Gestern hab ichs im Radio gehört, bei Spiegel gibts die Infos wohl schon länger: Es gibt eine neue faire Milch!
Diese faire Milch ist etwas teurer als normale Milch. H-Milch soll im Handel für 89 Cent zu erwerben sein. Aber dafür erhalten die Milchbauern, die ja seit Jahren um einen höheren Milchpreis kämpfen, 40 Cent pro Liter in die eigene Tasche! Mit diesen 40 Cent können sie dann kostendeckend arbeiten und weiterhin Milch aus der Region für uns bereit stellen.
Denn wenn ich im Rewe Hessen wohl diese faire Milch kaufe, kommt sie von Milchbauern aus Hessen. Diese Milchbauern wiederrum versprechen ihre Tiere mit regionalen Gräsern etc. zu füttern und kein Gen-verzeuchtes Essen zu verabreichen. Das bedeutet für den Konsumenten, dass die Milch gesünder ist, mehr Vitamine enthält, was wiederrum gut füt unser Gesundheit ist.
Also praktisch ne runde Sache in sich.
Nun war ich aber mal neugierig und hab die Kommentare zu dem Spiegel-Artikel gelesen und fands wirklich interessant und lustig. Da herrscht ein regelrechter Krieg zwischen Milchbauern, Wissenden und Un-wissenden. Aber fragt mich nicht wer wer ist. 
Auf der der anderen Seite wird aber gerade in den Kommentaren immer wieder erwähnt wieviele Subventionen die Bauern bekommen und wie kostengünstig man doch Milch produzieren könnte und dass 89 Cent völlig übertrieben wären. Auf der anderen Seite stehen dann die, die sagen man als Milchbauer im Moment nicht kostendeckend arbeiten kann und dass die 89 Cent Milch das beste ist was ihnen zur Zeit passieren konnte.

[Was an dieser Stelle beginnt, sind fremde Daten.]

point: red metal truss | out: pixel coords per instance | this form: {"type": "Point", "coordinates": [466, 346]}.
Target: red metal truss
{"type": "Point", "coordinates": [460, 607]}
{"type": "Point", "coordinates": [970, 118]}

Irgendwann zwischen Seite 7 und 9 habe ich das lesen dann sein lassen, weil es doch immer nur die gleichen Argumentationsketten sind, die sich gegenüber stehen. Fakt ist für mich eigentlich, dass wem das zu teuer ist, es einfach nicht kaufen soll. Wer aber Wert darauf legt die regionalen Landwirte zu unterstützen und gesündere Milch zu kaufen, soll es investieren.
Vielleicht kommts auf längere Sicht wirklich günstiger, als wenn alle Milchbauern pleite gehen, sich dann irgendwelche riesigen Konzerne das Milch-Monopol schaffen und den Preis dann sowieso selbst diktieren können?! Dazu kommen noch die zusätzlichen Kosten fürs ALG für die Bauern.
Man weiß es ja nicht. Als Laie hat man da ja kaum einen Durchblick. Folgende Grafik habe ich noch gefunden, die die Zusammensetzung des Milchpreises zeigt. Wenn die Milchbauern nun wirklich 40 cent brauchen um kostendeckend arbeiten zu können, dann ist das natürlich schon krass, wenn einem 10 cent fehlen. Aber woher weiß ich auf der anderen Seite, dass sie wirklich 40 Cent pro Liter brauchen und nicht einfach nur einen höheren Gewinn erzielen wollen?!
Ich bin aber schon geneigt den Milchbauern zu glauben und ab und zu auch diese Milch einzukaufen. Und was sagt ihr jetzt dazu?



Vollmilch für 99c? Da ist die “gute” von Weihenstefan, Bärenmarke oder Landliebe genauso teuer, die ich derzeit immer hole, weil sie einfach besser ist als der noname-Rotz, der mir teils wie Wasser mit weißer Wasserfarbe vorkommt… Und etwa genauso gesund erscheint
Ich seh da eigentlich auch kein Problem darin fuer nen Liter Milch einen Euro zu bezahlen. Das ist doch so wie mit den Eiern. Man muss da auch an die Tiere denken und wenn die dann mit regionalem Gras gefuettert werden und der Bauer auch was davon hat und ich dann die Milch bekomme, die aus der Region stammt und nicht hunderte oder tausende km quer durch Europa gefahren wird, dann ist das auch gut fuer die Umwelt.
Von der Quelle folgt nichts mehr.